Seperti saat itu, sang sopir bus memutar lagu pop Malaysia yang berkolaborasi dengan mendiang Nikke Ardila dan Poppy Mercury. Para penumpangnya tampak menik-mati perjalanan mereka dengan mendengarkan alunan lagu nan syahdu. Kadang ada pula satu-dua penumpang yang lamat-lamat mengikuti lirik lagu meski tidak hafal betul. Dan itu pun adalah penumpang yang lahir pada era 80-an. Berbeda dengan anak muda zaman sekarang yang tidak banyak menghafal lagu-lagu lawas. Padahal lagu pop lawas lebih sedap didengar di telinga ketimbang lagu pop sekarang.

Namun tidak dengan pemuda itu. Ia tidak menyukai lagu pop, tidak juga menyukai lagu-lagu religi. Meski ia kelihatan religius, tapi ia tidak begitu tertarik untuk mengkaji pelajaran agama. Pun dengan lagu. Ia lebih suka mengoleksi lagu-lagu Rhoma Irama. Bahkan dari yang lawas.

Ketika bus merangkak di punggung jalan tol Sidoarjo, ia membuka risleting tasnya. Lalu ia melongok ke dalam hingga tampak isinya. Lalu tangannya mengeluarkan sebuah kotak beludru warna biru. Ditimangnya barang itu. Ia mengulum senyum. Membayangkan dirinya memberikan barang tersebut pada seseorang. Seseorang yang amat ia cinta. Yang bahkan ia cintai dengan sepenuh hati dan raga. Seseorang yang dihadiahkan oleh Tuhan untuk menemani perjalanan hidupnya di dunia hingga kelak ke akhirat.
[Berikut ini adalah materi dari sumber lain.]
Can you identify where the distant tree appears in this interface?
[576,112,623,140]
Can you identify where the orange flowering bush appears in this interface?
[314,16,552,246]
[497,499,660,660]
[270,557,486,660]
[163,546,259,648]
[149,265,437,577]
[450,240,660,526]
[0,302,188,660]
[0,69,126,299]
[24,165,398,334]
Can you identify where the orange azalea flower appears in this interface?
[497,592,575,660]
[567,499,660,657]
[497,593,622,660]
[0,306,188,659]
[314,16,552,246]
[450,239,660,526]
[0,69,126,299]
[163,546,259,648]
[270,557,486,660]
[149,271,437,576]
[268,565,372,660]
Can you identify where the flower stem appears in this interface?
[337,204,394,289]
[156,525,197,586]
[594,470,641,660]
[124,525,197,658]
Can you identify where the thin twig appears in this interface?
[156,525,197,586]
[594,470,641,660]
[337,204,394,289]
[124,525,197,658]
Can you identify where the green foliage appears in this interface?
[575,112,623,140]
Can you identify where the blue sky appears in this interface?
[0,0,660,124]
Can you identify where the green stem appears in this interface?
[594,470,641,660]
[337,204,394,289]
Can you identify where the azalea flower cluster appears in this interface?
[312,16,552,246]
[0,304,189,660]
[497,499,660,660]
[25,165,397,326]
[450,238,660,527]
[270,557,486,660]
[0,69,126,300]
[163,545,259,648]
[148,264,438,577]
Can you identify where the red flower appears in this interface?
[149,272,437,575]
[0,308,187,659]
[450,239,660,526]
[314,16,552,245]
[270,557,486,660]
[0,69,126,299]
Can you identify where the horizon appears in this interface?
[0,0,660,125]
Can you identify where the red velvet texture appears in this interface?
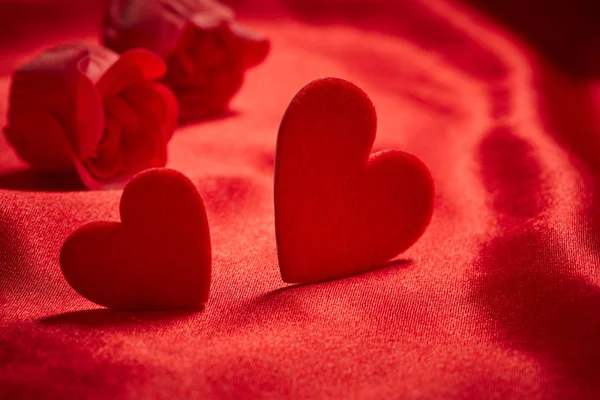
[0,0,600,400]
[60,169,211,311]
[274,78,434,283]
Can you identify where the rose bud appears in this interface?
[5,43,178,189]
[103,0,270,121]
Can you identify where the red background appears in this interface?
[0,0,600,399]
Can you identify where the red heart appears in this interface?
[275,78,434,282]
[60,169,211,310]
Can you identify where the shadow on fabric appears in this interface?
[0,169,87,192]
[472,104,600,390]
[38,308,204,329]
Saat ia tengah mengkhayalkan ‘seseorang’ yang spesial itu, tiba-tiba ponselnya menjerit-jerit dari dalam tasnya. Ia memang sengaja menyembunyikan ponsel android-nya di dalam tas agar tidak mengundang manusia menjadi kafir gara-gara mencuri. Membuat seseorang menjadi kafir sangat mudah. Bukan dengan menyuap dengan sekardus mi instan dan lima kilo beras. Bukan. Hanya dengan ponsel android atau sandal bagus, seseorang bisa dijadikan kafir. Ya, dengan mencuri, seseorang yang beriman membuang keimanannya. Sebab dengan mencuri seseorang bisa melupakan Tuhannya karena urusan perut.

Pemuda itu mengeluarkan ponsel dari dalam tasnya. Ada sebuah panggilan. Tampak di layar sentuh ponsel tertera sebuah nama, Ibu. Berarti yang menghubunginya adalah ibunya. Pemuda itu pun mengangkatnya.

“Halo, Bu.” Ia meletakkan ponsel di dekat telinga kanannya.